The plan is the first step by the V.A. after settling a lawsuit accusing the agency of mismanaging federal land. Officials are pledging to provide housing and services on the campus itself and expand veterans' access to housing and resources in other parts of Los Angeles. 

"There's a sense of urgency and concrete steps that will be put in place over the next few months," said Gary Blasi, special counsel at Public Counsel’s Opportunity Under Law initiative and one of the attorneys on the case. "It's just not business as usual anymore."

The 388-acre West L.A. property, which Blasi said was most recently valued at $5 billion, was donated to the V.A. in the 1800s with the understanding it be used to serve veterans. Currently, some temporary housing does exist on the campus, but it's unclear how much and what of it is being utilized, Blasi said.

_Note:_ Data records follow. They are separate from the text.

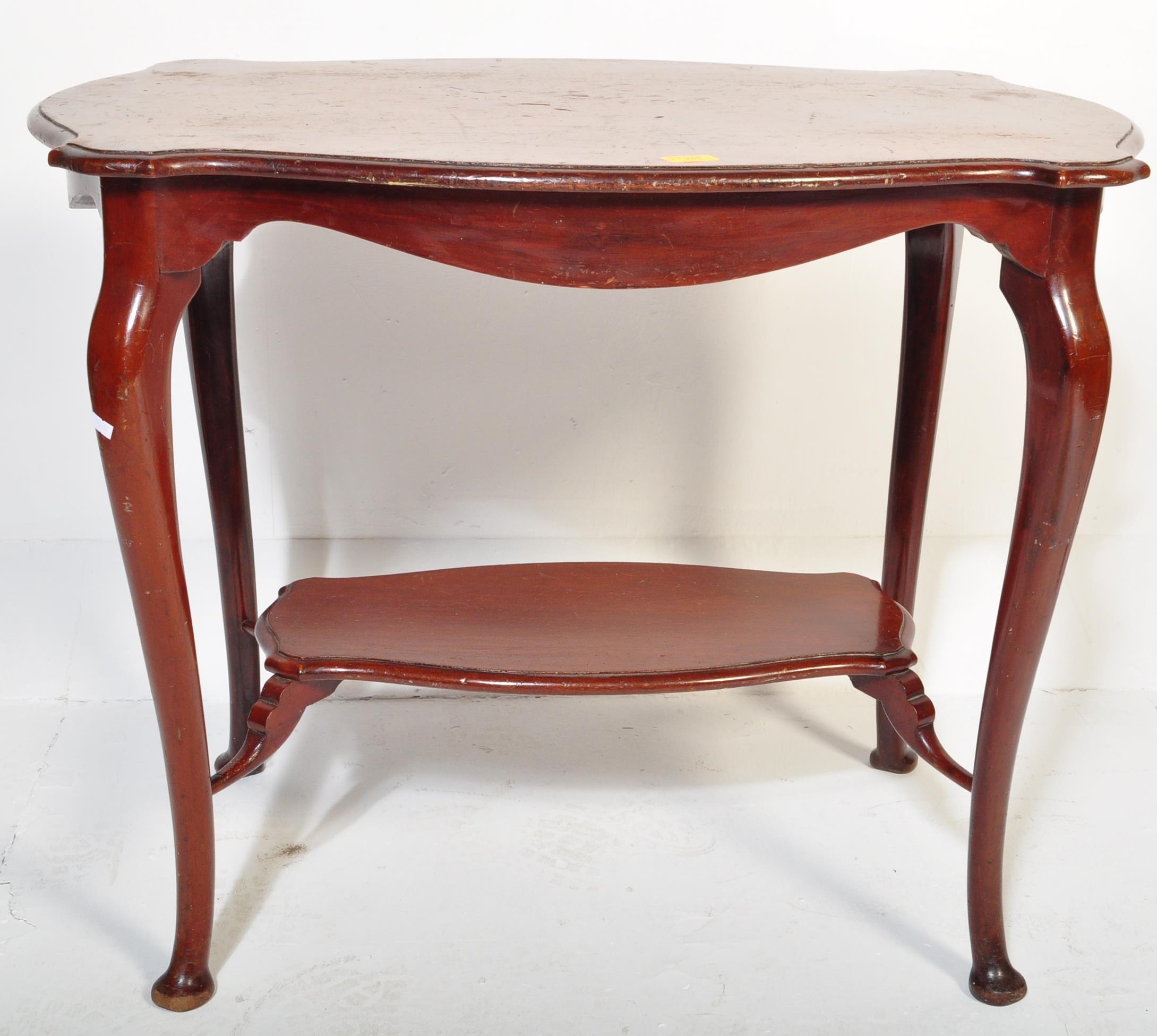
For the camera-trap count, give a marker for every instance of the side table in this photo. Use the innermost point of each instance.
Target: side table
(599, 175)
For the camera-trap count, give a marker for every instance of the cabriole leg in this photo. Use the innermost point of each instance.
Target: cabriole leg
(128, 362)
(1068, 367)
(211, 335)
(932, 262)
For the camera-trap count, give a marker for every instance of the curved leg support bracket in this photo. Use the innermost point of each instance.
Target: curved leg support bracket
(909, 709)
(271, 722)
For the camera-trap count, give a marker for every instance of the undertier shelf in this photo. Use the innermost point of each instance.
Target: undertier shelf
(587, 628)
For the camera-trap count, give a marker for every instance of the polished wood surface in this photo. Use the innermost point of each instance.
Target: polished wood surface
(169, 219)
(933, 256)
(586, 628)
(212, 340)
(582, 124)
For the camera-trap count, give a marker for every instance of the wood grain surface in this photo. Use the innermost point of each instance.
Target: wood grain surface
(577, 627)
(460, 122)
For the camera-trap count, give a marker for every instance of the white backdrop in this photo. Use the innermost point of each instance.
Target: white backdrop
(387, 396)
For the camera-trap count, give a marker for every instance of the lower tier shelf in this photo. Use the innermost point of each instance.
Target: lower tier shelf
(589, 628)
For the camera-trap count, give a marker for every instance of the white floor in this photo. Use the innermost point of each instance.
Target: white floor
(722, 863)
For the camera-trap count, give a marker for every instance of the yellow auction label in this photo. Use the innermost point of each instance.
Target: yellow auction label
(678, 160)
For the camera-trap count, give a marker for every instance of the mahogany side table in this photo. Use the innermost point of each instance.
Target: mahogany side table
(599, 175)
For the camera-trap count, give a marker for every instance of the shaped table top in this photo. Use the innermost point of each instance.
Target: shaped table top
(622, 125)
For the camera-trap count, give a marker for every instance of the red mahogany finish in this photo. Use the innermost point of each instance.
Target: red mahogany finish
(611, 175)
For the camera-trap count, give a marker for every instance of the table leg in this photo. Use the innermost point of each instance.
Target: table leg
(932, 262)
(1068, 369)
(211, 333)
(128, 362)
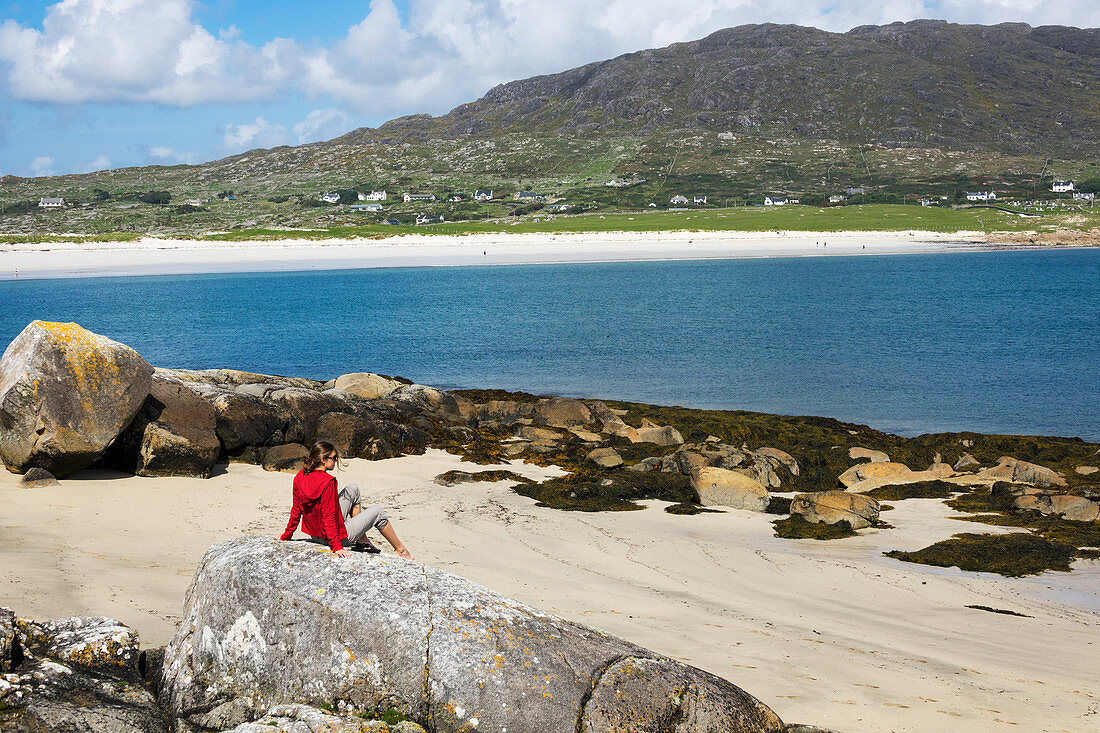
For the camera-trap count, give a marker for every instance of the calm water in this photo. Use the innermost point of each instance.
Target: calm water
(996, 342)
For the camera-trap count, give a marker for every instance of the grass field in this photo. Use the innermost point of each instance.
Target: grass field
(881, 217)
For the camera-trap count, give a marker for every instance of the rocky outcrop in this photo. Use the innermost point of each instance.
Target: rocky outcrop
(285, 458)
(1068, 506)
(75, 676)
(1010, 469)
(605, 458)
(174, 434)
(966, 460)
(562, 413)
(883, 470)
(65, 394)
(304, 719)
(715, 487)
(873, 456)
(271, 623)
(833, 506)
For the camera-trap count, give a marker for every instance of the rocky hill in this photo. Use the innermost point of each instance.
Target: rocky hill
(1011, 88)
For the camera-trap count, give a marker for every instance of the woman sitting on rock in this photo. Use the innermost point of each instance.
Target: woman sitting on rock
(331, 517)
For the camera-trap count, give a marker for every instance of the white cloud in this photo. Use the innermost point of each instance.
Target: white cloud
(438, 54)
(161, 155)
(321, 124)
(260, 133)
(101, 163)
(43, 165)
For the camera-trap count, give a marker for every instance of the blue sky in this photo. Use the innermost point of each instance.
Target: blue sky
(94, 84)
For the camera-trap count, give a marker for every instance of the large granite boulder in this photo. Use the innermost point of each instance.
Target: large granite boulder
(243, 419)
(833, 506)
(873, 456)
(304, 719)
(1068, 506)
(273, 623)
(561, 412)
(715, 487)
(75, 676)
(65, 394)
(367, 385)
(1018, 471)
(174, 434)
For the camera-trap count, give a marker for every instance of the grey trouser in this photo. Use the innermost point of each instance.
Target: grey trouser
(371, 516)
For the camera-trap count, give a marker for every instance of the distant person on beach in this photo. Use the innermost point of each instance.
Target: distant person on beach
(334, 517)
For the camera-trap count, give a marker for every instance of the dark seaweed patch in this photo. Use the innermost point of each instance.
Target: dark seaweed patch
(917, 490)
(992, 610)
(796, 527)
(592, 490)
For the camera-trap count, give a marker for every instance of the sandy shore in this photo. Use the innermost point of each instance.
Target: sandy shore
(152, 256)
(829, 633)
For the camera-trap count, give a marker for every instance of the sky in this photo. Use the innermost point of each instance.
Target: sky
(87, 85)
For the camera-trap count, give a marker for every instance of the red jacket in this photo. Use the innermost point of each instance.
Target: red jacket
(317, 505)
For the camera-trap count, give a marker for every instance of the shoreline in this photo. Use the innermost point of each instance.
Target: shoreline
(167, 256)
(825, 632)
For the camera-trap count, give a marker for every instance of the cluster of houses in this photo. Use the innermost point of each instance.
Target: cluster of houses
(1069, 187)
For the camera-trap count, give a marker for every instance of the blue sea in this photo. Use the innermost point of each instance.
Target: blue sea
(992, 341)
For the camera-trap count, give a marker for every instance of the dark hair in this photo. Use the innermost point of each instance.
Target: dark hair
(320, 449)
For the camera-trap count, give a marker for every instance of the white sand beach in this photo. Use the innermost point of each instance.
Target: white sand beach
(826, 633)
(155, 256)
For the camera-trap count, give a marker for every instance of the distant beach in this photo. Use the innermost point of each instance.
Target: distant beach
(828, 632)
(167, 256)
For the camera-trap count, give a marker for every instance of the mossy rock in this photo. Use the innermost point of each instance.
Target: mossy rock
(1013, 555)
(796, 527)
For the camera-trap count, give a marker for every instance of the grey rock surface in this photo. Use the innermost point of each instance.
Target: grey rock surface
(173, 434)
(833, 506)
(65, 394)
(77, 676)
(273, 623)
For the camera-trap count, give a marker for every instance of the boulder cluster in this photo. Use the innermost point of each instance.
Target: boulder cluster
(277, 636)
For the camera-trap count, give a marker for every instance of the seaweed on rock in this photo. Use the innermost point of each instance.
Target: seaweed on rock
(1013, 555)
(796, 527)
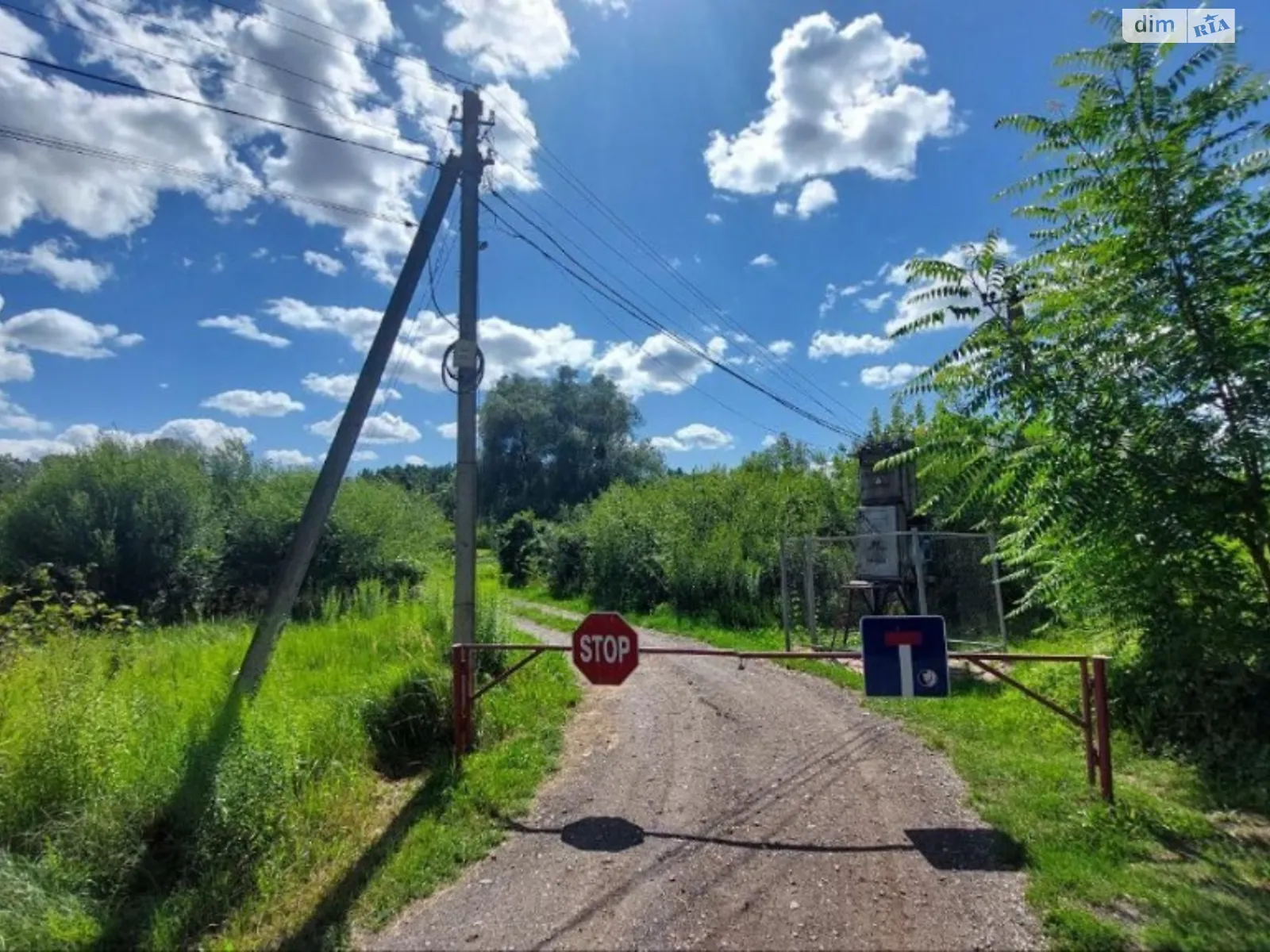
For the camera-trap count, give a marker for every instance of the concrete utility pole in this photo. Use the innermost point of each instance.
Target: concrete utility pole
(291, 577)
(469, 366)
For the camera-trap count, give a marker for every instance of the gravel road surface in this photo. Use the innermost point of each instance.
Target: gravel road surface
(705, 806)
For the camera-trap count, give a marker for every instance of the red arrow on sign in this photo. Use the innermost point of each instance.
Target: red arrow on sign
(605, 647)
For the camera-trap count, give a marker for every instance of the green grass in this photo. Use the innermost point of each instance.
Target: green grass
(300, 839)
(1162, 869)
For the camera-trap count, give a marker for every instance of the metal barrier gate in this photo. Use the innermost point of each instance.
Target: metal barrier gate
(1092, 720)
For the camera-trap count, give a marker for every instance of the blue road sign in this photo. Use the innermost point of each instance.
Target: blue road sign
(906, 655)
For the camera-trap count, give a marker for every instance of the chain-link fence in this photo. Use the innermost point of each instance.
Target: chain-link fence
(829, 583)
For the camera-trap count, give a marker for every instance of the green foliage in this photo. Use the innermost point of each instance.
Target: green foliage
(518, 541)
(376, 532)
(36, 609)
(1110, 406)
(1161, 871)
(97, 733)
(552, 444)
(437, 482)
(705, 543)
(178, 532)
(140, 524)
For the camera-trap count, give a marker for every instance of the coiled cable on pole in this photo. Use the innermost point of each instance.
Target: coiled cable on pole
(450, 376)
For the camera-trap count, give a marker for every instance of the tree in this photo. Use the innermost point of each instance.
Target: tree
(559, 443)
(1110, 404)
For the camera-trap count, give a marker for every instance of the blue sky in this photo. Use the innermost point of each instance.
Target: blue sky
(829, 143)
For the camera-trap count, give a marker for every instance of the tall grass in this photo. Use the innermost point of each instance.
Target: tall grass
(97, 734)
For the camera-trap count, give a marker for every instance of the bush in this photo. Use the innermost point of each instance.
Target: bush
(518, 543)
(35, 611)
(139, 524)
(378, 531)
(706, 543)
(563, 559)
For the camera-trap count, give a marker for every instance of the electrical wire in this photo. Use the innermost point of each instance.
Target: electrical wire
(391, 51)
(173, 32)
(741, 334)
(146, 90)
(541, 230)
(533, 140)
(587, 277)
(219, 74)
(337, 48)
(209, 178)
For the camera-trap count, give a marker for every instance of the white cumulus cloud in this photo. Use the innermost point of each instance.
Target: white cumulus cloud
(660, 365)
(48, 259)
(56, 332)
(826, 344)
(206, 435)
(887, 378)
(816, 197)
(16, 418)
(243, 327)
(340, 386)
(781, 348)
(508, 348)
(874, 304)
(837, 102)
(324, 263)
(695, 436)
(910, 308)
(511, 37)
(384, 428)
(253, 403)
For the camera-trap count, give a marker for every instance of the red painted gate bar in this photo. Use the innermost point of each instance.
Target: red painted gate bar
(1094, 719)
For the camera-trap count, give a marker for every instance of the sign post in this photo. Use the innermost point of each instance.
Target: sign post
(605, 647)
(905, 655)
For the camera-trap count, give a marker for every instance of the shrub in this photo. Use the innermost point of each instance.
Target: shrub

A team from the V.A. is expected to travel to L.A. Tuesday to figure out which resources already exist on the campus.

Blasi said the campus has been woefully underutilized as a space for veterans.

Areas of the property have been leased out to private companies and hosted everything from parking lots to baseball facilities. That was the basis of the suit, filed in 2011, by a group of homeless veterans and the ACLU. 

Overhauling the West L.A. campus comes at a time of renewed focus on veterans who have fallen through the cracks. President Barack Obama has set a goal of finding housing for all homeless veterans by the end of 2015. V.A. officials have vowed to meet that goal. 

There are currently about 4,000 homeless veterans in Los Angeles.